Gorge on these 7 Navratri Foods in a Healthy Ways
By Nmami Agarwal 09-Oct 2021 Reading Time: 6 Mins
Navratri is the most awaited time of the year. During these nine days, people cook a variety of foods with lots of enthusiasm. As the market is flooded with plenty of different flours and foods, it becomes difficult to tame the cravings and we often end up gorging on fried and oily foods. How about cooking the most common food items of Navratri with a dash of health? Right from makhana, Kuttu, kheer to sabudana- here, we bring you a list of 7 Navratri foods with a twist of health.

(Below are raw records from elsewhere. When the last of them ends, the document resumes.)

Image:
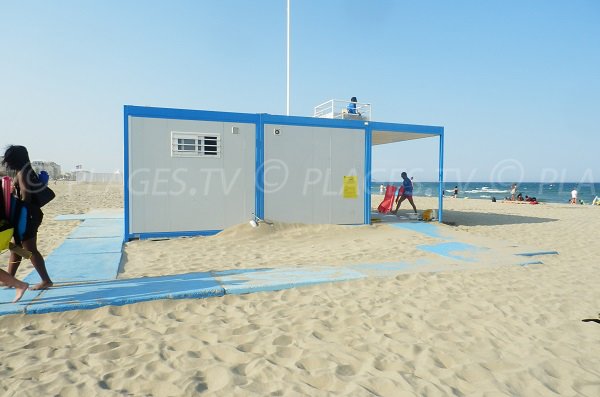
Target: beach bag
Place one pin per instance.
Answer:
(388, 201)
(42, 194)
(43, 197)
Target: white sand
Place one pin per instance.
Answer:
(496, 332)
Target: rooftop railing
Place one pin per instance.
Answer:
(338, 109)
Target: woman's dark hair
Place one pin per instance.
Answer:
(15, 157)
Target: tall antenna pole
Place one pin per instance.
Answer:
(288, 62)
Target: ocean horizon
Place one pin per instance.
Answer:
(542, 191)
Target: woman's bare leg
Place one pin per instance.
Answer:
(13, 263)
(19, 286)
(37, 260)
(412, 203)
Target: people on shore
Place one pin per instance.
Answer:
(573, 196)
(16, 158)
(513, 191)
(405, 193)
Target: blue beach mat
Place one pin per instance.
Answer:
(124, 292)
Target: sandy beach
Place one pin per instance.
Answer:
(503, 331)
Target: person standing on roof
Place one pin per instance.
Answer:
(352, 106)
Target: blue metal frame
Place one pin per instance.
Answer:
(260, 120)
(259, 199)
(368, 155)
(126, 172)
(441, 179)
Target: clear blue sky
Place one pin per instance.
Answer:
(515, 83)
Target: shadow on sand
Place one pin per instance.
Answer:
(467, 218)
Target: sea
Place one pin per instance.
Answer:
(543, 192)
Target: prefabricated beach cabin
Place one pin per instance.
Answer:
(197, 172)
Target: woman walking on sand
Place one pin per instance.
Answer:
(16, 158)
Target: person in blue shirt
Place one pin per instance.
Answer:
(405, 193)
(352, 106)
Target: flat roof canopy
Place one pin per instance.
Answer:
(383, 137)
(383, 133)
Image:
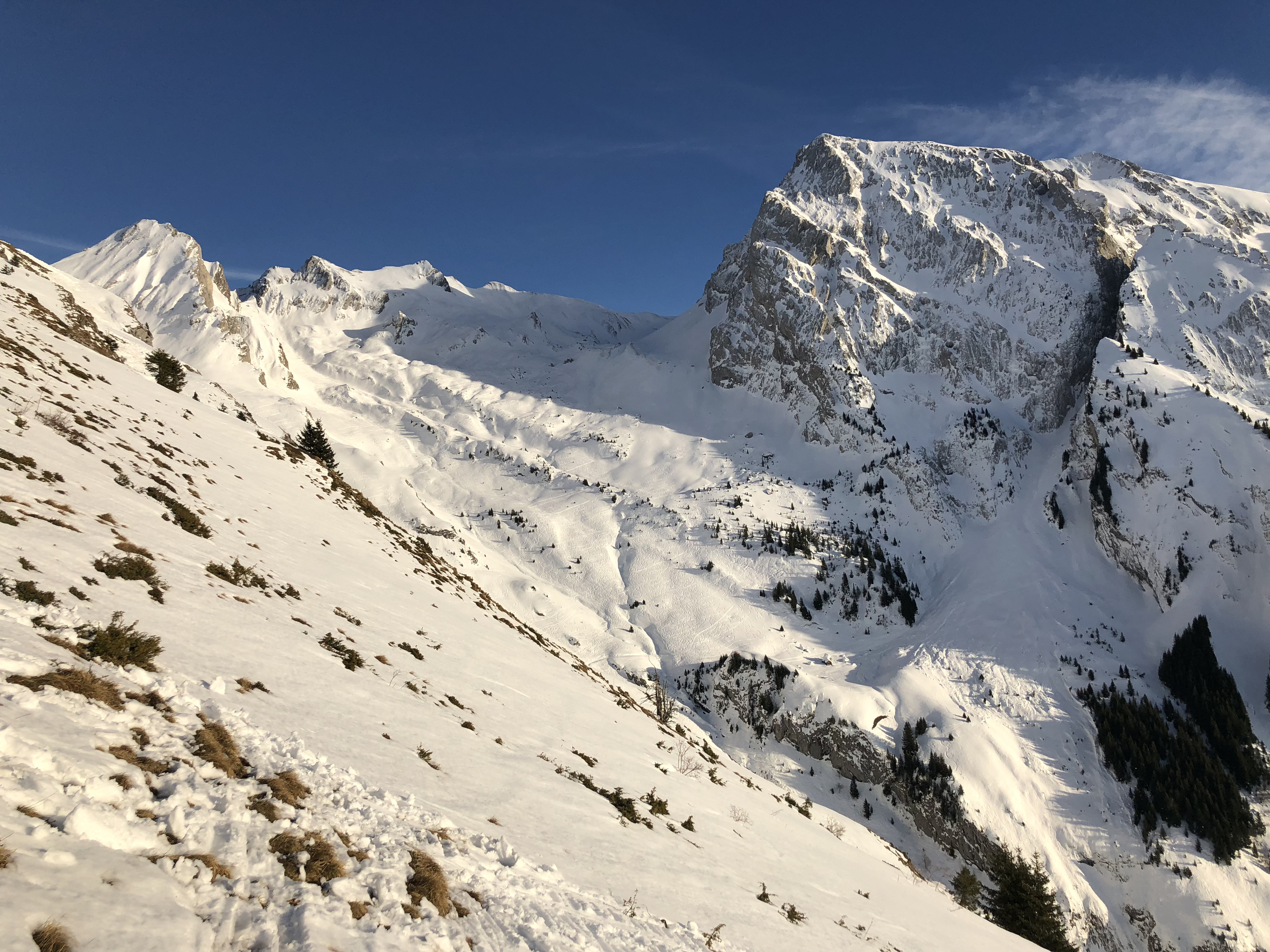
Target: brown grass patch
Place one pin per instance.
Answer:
(429, 882)
(323, 863)
(130, 756)
(217, 746)
(77, 681)
(288, 788)
(53, 937)
(208, 860)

- Roasted makhanas: Having them roasted is the best way to control your hunger pangs in the evening. All that you need to do is- put some ghee in a heavy-bottomed pan, add the makhanas, little rock salt and black pepper. Roast them until lightly brown and crunchy. Instead of having something fried or too high in sugar, consume fox nuts. They will keep you full for a longer period of time without causing any harm to your health.
- Banana walnut blend: This rich and sweet banana walnut blend is made with banana, yoghurt, jaggery and a dash of cardamom. You can make this restaurant-style drink at home and enjoy your Navratri fast to the fullest. Just make sure that your bananas are completely ripe to get a more fruitful flavour. Add all the ingredients, grind it well and serve fresh to get maximum nutrients.

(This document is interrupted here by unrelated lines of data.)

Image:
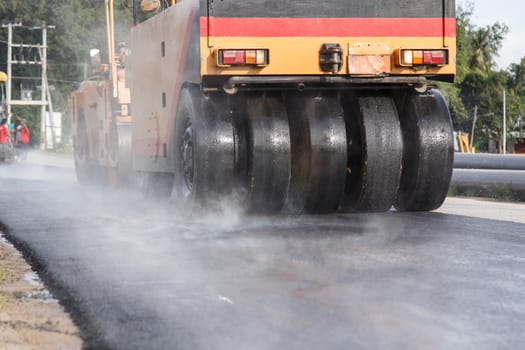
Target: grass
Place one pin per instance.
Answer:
(3, 298)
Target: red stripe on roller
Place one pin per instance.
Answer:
(322, 27)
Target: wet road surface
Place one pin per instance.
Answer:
(136, 276)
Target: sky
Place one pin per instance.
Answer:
(509, 12)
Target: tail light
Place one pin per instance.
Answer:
(243, 57)
(411, 57)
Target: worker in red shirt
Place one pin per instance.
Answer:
(23, 142)
(4, 140)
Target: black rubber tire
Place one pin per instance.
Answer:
(204, 151)
(319, 153)
(268, 154)
(375, 153)
(428, 158)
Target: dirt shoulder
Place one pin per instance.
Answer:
(30, 318)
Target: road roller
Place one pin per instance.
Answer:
(294, 107)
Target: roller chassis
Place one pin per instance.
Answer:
(284, 138)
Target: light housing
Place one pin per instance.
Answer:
(243, 57)
(422, 57)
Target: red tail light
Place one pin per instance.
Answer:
(243, 57)
(411, 57)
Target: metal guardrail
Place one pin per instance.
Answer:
(490, 175)
(489, 161)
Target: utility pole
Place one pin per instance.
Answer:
(504, 122)
(42, 49)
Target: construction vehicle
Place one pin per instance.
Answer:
(285, 106)
(101, 122)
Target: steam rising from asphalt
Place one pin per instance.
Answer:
(223, 281)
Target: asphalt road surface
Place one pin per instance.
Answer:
(134, 275)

- Coconut milk fruit custard: This is healthy and a lighter version of normal fruit custard. All that you need to do is- make some home-made, fresh coconut milk by adding soft dates for sweetness, cut fruits of your choice (good combinations include apple, pears, pomegranate, and banana), also mash a banana for thickness, add some Kesar, and cardamom powder, chia seeds(let them soak for 15-20 minutes before consumption), and voilà. The right fruit combination will be easy to digest and immensely flavourful. Alternatively, you can make a smoothie out of it.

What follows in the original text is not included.